In general, the performance, under MCNC’s director Alfred Sturgis, was competent and professional, but not the group’s best effort. One of the biggest problems of the performance was balance between instruments and singers. You can’t pit 27 instruments – only 16 strings – against a mass of 150+ voices. Most of the time, it didn’t matter all that much, but in those numbers in which the orchestra provides more than just a doubling of the voices, it was often overwhelmed.

While the chorus as a whole put in a good performance, the sopranos were surprisingly weak in the upper register – usually it’s the tenors who have to field that criticism. The problem may have resulted from splitting the sopranos and placing the two groups on the extreme ends of the chorus, so that they never quite sounded like a solid unit.
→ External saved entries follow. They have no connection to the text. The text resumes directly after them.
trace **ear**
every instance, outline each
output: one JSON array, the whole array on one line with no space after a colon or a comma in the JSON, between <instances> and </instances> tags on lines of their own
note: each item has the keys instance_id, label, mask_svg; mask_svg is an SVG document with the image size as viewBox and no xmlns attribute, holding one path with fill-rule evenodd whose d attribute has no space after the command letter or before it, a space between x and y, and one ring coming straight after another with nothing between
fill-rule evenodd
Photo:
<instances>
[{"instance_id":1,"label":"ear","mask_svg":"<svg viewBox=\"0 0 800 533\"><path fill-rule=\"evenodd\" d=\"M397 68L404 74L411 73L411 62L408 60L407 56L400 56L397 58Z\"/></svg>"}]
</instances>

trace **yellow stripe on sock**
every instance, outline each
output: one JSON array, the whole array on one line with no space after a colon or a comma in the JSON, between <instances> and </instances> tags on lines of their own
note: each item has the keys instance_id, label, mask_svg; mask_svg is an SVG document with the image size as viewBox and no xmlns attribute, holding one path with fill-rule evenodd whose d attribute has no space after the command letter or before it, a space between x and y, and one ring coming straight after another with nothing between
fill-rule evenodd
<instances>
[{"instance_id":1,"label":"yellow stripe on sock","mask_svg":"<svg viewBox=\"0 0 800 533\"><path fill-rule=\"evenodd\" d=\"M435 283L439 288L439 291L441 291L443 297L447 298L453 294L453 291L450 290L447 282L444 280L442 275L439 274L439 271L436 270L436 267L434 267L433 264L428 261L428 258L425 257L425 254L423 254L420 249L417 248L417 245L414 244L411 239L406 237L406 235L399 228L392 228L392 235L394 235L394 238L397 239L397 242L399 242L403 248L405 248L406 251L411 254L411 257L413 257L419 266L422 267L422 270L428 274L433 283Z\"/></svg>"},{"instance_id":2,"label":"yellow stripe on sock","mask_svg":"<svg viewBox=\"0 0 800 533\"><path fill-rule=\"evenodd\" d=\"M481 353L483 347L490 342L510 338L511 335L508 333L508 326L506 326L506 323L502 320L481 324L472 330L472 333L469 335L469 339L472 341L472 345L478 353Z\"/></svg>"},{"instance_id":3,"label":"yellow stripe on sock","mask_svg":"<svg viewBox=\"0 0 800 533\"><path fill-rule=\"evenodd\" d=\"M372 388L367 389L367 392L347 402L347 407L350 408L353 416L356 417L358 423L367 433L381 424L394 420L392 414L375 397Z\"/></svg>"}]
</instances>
This placement works for the few numbers for double chorus but most of the oratorio is standard SATB.

For a work of this magnitude, Israel in Egypt presents some economic difficulties in that you have to hire five soloists for so little to do. Mezzo soprano Mary Gayle Greene, one of the rare true contraltos in the world, was by far the best of the soloists. Her warm voice, fine intonation and excellent projection, coupled with sensitivity to the text, were a delight. And she got to sing the original hip hop piece, “Their land brought forth frogs” with its froggy accompaniment. Soprano Jeanne Ennis has a fine but somewhat placid voice, which worked better in the less dramatic Part II. Tenor Timothy Sparks has a reedy voice but superb diction, as we’ve noted in other reviews. Since he has the rare gift of making every word clearly understandable he was best in the recitatives. Baritone Evan Rogister and bass Matthew Singer had only a single short duet, “The Lord is a man of war” in Part II, which was over before they warmed up properly. Sturgis actually used a sixth soloist, bringing in Toni Mascherin – why, we are not sure – for the lower part in the duet with Ennis “The Lord is my strength.” The duet had intonation and balance problems, perhaps because Ennis, the pro, has a voice that naturally projects better.

Messiah, Israel in Egypt and Judas Maccabaeus have become a staple of the area’s chorales. For next season, how about some of Handel’s less familiar oratorios.